Dopo il tramonto scatta un altro allarme, fra Zikim e Yad Mordechai. Nel kibbutz di Or Ha-Ner a coordinare la protezione dalla minaccia dei tunnel è Edy Polonsky, 50 anni, immigrato nel 1979 da Buenos Aires, le cui mansioni sono gestire 300 mucche da latte. Di giorno ognuno fa il proprio lavoro nel kibbutz e siamo tutti armati - dice Polosky - e di notte abbiamo le pattuglie che perlustrano il territorio, il pericolo di infiltrazioni terroristiche è costante ma siamo determinati a difendere questa terra, perché non ne abbiamo un’altra».

Poco distante, nel kibbutz di Givim, a svolgere mansioni analoghe è Yair Harari che si sofferma su un altro aspetto della «costante minaccia di essere attaccati» ovvero «la necessità di dare assistenza psicologica a chi ne ha bisogno, a cominciare dai più piccoli». Davanti a ogni cittadina campeggiano manifesti biancoazzuri - i colori nazionali - con la scritta «Forti nelle retrovie, vincenti sul fronte».
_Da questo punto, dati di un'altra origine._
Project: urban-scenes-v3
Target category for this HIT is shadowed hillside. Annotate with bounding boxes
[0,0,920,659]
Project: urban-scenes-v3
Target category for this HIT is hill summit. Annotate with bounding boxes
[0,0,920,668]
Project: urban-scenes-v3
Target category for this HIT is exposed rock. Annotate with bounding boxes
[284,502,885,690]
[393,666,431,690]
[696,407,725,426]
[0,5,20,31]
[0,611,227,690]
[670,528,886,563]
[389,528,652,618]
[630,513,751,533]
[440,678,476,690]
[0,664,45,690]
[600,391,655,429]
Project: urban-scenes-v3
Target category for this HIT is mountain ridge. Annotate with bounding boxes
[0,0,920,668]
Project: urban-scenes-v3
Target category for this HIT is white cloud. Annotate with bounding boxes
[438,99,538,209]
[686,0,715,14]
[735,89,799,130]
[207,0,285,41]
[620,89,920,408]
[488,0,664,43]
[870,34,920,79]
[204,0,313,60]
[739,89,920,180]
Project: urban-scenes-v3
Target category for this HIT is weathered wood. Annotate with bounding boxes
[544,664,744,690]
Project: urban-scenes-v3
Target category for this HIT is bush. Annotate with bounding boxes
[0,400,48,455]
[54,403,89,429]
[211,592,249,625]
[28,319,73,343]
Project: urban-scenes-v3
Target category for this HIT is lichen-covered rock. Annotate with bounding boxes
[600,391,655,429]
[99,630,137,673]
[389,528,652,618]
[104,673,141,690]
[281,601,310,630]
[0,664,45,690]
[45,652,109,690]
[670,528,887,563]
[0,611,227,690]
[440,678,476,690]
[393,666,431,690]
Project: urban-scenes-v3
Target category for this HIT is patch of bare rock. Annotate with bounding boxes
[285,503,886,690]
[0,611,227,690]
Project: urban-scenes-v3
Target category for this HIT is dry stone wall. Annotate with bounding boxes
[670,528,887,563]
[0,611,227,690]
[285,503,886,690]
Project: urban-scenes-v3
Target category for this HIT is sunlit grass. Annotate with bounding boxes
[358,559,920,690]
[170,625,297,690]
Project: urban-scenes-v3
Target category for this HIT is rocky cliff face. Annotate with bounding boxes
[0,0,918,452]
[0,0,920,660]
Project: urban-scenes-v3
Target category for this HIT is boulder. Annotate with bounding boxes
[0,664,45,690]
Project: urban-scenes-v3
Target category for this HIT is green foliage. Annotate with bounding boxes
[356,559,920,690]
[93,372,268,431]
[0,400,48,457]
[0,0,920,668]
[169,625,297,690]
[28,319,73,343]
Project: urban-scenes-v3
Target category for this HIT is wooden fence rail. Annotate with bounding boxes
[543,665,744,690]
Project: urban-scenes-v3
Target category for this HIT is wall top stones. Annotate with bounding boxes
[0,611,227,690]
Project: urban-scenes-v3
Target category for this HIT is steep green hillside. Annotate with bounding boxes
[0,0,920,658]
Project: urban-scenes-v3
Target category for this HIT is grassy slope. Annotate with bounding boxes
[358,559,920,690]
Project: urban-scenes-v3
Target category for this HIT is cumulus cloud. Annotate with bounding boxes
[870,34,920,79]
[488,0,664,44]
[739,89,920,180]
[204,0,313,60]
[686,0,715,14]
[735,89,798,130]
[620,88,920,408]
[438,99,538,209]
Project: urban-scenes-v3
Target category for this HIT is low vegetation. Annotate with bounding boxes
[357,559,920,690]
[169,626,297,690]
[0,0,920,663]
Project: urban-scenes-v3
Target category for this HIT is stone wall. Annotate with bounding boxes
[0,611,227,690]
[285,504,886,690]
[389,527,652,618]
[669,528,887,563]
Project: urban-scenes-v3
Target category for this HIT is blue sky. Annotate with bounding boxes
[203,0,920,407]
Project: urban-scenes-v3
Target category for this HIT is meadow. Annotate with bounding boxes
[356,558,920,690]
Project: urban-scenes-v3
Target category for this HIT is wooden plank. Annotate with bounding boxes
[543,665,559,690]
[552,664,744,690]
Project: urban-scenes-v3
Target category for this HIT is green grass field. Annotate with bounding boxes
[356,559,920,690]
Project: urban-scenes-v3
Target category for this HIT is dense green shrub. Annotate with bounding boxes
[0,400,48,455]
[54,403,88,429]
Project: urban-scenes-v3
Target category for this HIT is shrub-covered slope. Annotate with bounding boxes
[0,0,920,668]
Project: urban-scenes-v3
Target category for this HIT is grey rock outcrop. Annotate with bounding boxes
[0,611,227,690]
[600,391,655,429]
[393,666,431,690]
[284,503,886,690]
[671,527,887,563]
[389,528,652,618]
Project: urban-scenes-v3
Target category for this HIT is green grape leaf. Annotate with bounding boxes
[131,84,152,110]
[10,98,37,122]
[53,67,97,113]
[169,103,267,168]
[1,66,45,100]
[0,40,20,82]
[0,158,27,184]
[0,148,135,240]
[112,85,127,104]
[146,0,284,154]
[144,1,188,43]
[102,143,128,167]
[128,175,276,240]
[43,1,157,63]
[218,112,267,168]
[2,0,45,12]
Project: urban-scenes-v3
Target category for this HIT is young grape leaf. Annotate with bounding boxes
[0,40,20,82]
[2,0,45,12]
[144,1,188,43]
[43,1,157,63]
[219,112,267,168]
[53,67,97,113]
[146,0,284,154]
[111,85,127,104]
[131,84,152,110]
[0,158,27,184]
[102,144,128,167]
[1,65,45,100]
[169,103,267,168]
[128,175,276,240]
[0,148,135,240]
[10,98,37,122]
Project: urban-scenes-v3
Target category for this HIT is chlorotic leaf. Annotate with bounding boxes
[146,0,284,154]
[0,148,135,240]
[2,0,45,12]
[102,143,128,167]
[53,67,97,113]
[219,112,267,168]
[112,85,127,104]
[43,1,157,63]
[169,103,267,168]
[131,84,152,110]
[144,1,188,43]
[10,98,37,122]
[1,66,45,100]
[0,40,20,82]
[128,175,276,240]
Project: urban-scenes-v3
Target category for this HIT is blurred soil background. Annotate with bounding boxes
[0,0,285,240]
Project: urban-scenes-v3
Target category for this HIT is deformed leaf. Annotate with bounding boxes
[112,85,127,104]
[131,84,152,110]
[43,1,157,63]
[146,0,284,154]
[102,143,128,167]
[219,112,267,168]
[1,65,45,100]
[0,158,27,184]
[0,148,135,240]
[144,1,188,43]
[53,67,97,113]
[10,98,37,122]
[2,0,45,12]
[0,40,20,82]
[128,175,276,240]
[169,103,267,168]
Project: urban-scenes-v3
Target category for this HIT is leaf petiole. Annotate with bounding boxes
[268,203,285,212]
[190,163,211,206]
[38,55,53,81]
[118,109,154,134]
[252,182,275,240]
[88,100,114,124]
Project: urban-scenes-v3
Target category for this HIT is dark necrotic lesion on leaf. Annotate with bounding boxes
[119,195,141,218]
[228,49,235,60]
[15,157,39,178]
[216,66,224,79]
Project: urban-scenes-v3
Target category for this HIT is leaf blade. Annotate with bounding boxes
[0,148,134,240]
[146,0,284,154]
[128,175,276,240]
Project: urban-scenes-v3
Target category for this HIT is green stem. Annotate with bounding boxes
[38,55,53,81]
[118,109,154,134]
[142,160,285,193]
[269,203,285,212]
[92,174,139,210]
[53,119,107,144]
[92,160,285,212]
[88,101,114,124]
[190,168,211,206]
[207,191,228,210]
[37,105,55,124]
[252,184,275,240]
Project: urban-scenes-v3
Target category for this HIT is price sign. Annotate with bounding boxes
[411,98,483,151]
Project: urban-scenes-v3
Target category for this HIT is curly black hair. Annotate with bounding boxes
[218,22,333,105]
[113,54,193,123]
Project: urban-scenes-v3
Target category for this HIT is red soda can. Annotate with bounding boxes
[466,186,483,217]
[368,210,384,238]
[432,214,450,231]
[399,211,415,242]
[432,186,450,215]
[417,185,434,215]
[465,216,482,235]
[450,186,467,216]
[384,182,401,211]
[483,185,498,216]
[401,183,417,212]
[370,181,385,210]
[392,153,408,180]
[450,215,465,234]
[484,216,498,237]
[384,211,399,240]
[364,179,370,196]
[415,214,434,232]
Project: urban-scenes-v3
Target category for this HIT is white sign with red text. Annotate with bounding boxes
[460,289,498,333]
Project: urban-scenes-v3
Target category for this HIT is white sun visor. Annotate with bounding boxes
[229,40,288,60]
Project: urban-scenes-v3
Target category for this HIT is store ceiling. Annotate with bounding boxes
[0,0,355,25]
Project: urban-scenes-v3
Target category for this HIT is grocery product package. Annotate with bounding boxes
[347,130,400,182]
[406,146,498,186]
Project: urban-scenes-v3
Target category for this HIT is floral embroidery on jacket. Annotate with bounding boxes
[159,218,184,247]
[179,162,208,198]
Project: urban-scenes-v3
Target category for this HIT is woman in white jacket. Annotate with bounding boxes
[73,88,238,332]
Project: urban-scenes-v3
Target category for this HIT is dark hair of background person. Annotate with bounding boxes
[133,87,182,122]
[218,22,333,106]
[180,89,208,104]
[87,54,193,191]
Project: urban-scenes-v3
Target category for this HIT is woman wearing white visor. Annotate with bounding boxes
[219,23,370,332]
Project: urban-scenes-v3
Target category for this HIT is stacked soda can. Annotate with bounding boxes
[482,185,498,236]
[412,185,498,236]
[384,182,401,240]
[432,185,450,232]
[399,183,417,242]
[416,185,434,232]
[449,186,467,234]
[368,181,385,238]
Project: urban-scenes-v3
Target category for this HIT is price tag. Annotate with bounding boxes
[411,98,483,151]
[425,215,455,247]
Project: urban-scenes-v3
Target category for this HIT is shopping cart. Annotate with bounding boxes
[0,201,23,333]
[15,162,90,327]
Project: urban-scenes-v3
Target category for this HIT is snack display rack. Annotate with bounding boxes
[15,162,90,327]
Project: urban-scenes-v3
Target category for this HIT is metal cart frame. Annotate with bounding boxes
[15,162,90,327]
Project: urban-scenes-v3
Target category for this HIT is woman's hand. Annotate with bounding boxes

Il ministro della Giustizia Tzipi Livni si trova in visita a Ein Shloshà quando un razzo le cade a pochi metri di distanza. A Givim c’è Omer Barlev, ex comandante delle truppe scelte della Sayeret Matkal che dipendono dallo Stato Maggiore, secondo il quale «il problema dei tunnel nasce dal fatto che l’esercito non ha ancora identificato la tecnologia che consente di individuarli a distanza».
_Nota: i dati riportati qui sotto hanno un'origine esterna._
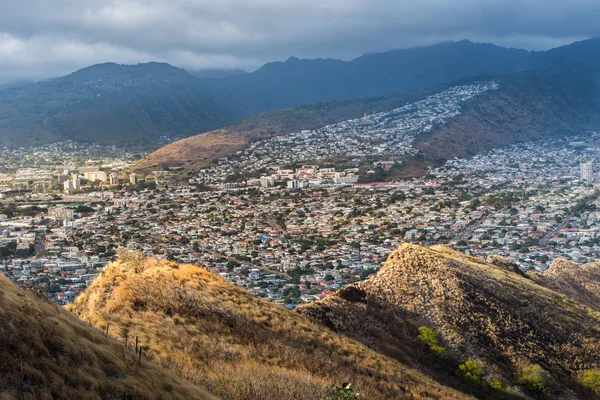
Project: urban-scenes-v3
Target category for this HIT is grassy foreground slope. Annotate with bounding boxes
[0,275,216,400]
[71,255,465,400]
[298,244,600,399]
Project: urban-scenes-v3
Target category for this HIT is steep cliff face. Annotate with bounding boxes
[0,275,216,400]
[298,244,600,398]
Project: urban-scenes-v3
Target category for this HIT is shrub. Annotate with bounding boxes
[458,359,485,383]
[580,371,600,394]
[490,378,506,392]
[517,364,555,395]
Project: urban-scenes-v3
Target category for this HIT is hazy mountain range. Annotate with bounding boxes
[0,39,600,147]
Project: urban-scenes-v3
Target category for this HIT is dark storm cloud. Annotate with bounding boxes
[0,0,600,81]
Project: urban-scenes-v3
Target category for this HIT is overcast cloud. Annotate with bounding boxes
[0,0,600,82]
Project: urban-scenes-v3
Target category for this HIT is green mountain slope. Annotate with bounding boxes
[71,254,466,400]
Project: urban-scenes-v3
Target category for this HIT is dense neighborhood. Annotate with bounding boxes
[0,82,600,308]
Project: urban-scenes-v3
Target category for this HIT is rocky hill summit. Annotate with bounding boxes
[70,253,468,400]
[298,244,600,399]
[0,275,216,400]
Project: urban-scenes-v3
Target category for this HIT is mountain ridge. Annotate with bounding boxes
[0,39,600,148]
[298,243,600,399]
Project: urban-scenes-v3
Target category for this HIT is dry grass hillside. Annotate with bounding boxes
[71,253,466,400]
[534,259,600,311]
[298,244,600,399]
[0,275,216,400]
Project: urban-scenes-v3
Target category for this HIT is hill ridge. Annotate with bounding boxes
[298,244,600,399]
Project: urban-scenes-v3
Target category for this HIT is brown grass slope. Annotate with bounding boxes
[71,255,465,400]
[0,276,216,400]
[534,258,600,311]
[298,244,600,399]
[133,80,469,172]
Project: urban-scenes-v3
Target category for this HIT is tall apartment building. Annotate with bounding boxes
[579,162,594,182]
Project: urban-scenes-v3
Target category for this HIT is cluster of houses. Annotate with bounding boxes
[190,81,498,187]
Barlev, ex generale, conosce bene l’argomento: «Hamas ha due tipi di tunnel, quelli lunghi per raggiungere Israele e quelli corti per spostarsi dentro Gaza, in entrambi i casi costruiti con il cemento armato».

Al suo fianco Micky Rosenthal, deputato laburista aggiunge: «Il premier Benjamin Netanyahu non voleva lanciare l’operazione di terra, se lo ha fatto è perché gli hanno mostrato le prove delle infiltrazioni dei terroristi attraverso i tunnel. Non ha avuto scelta. Stiamo combattendo per difendere i nostri civili».
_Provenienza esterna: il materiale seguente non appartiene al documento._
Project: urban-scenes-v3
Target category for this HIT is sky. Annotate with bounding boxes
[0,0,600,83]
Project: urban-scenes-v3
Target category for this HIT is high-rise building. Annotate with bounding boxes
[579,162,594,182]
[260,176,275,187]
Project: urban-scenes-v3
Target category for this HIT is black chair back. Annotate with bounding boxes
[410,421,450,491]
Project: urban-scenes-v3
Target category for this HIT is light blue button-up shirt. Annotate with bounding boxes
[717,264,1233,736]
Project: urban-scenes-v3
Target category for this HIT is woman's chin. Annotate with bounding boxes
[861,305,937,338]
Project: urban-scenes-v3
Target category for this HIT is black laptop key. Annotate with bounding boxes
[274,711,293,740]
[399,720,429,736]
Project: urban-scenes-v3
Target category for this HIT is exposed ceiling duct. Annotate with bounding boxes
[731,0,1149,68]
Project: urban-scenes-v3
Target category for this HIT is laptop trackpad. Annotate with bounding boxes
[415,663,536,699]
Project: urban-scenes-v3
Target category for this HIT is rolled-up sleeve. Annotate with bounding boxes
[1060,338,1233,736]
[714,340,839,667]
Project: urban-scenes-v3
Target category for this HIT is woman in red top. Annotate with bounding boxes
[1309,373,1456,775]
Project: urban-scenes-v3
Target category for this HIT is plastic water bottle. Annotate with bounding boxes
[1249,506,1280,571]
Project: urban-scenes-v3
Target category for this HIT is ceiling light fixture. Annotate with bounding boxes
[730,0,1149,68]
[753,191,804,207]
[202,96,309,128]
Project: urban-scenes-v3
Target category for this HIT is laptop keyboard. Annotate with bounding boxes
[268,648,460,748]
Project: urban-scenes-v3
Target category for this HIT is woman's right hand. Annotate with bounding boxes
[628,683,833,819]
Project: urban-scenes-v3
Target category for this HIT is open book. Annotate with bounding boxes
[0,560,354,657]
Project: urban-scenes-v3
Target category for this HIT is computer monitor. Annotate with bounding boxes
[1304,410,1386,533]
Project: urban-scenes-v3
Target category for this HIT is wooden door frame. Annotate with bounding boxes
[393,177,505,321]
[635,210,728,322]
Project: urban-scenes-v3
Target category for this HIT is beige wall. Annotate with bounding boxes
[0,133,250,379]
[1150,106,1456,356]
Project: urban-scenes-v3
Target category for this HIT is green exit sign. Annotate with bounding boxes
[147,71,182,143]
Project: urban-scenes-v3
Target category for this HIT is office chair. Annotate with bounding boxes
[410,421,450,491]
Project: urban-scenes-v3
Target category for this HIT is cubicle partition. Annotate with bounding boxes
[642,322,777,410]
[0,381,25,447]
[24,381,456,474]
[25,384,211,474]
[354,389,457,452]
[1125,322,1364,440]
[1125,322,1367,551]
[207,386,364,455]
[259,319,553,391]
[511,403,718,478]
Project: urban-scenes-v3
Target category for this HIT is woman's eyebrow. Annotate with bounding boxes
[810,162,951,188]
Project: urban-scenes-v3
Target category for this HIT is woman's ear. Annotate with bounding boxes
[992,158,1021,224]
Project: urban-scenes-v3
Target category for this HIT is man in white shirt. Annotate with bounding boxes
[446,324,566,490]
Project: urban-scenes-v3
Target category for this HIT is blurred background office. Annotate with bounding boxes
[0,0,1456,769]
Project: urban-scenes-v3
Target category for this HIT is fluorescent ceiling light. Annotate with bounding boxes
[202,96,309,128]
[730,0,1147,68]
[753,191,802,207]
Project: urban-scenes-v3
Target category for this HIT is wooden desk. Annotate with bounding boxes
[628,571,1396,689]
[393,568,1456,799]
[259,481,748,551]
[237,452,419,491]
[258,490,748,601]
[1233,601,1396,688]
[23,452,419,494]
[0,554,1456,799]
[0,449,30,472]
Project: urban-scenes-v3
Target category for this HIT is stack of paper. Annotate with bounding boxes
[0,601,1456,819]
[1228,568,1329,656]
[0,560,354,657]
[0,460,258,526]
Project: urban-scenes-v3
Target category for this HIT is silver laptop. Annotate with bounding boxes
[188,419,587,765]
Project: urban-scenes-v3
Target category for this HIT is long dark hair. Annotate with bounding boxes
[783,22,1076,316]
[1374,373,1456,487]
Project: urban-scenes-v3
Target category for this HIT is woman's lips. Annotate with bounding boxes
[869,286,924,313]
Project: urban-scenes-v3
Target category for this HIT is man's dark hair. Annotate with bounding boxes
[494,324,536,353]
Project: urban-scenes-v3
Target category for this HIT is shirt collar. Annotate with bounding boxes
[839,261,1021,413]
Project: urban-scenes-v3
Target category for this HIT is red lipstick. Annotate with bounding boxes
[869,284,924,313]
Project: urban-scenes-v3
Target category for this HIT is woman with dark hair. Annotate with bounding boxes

Questo spiega perché il sostegno a Protective Edge aumenta nonostante l’alto numero di caduti: con i 7 di ieri siamo a 25 in cinque giorni di operazioni ovvero un ritmo di perdite più alto dell’ultimo conflitto in Libano contro Hezbollah. A dare il polso del consenso è Paola Cantore, genovese residente a Tkuma da 30 anni: «Viviamo barricati, temiamo i razzi dal cielo e i terroristi che sbucano dalla terra».

Per Hamas le incursioni in Israele sono «una vendetta per i morti di Shejaiya» del giorno precedente. La conferma della scelta di restare all’offensiva viene dai 50 razzi lanciati su Ashdod, Ashkelon e Tel Aviv.

LA FAMIGLIA STERMINATA

Dentro la Striscia si combatte e cresce il bilancio di vittime: fonti palestinesi parlano di un totale di 550 civili morti, 3350 feriti. A Deir el-Balah un tank israeliano investe con i propri colpi l’ospedale Al Aqsa, causando almeno 4 morti e 60 feriti mentre a Gaza è un raid aereo che uccide 9 componenti della stessa famiglia.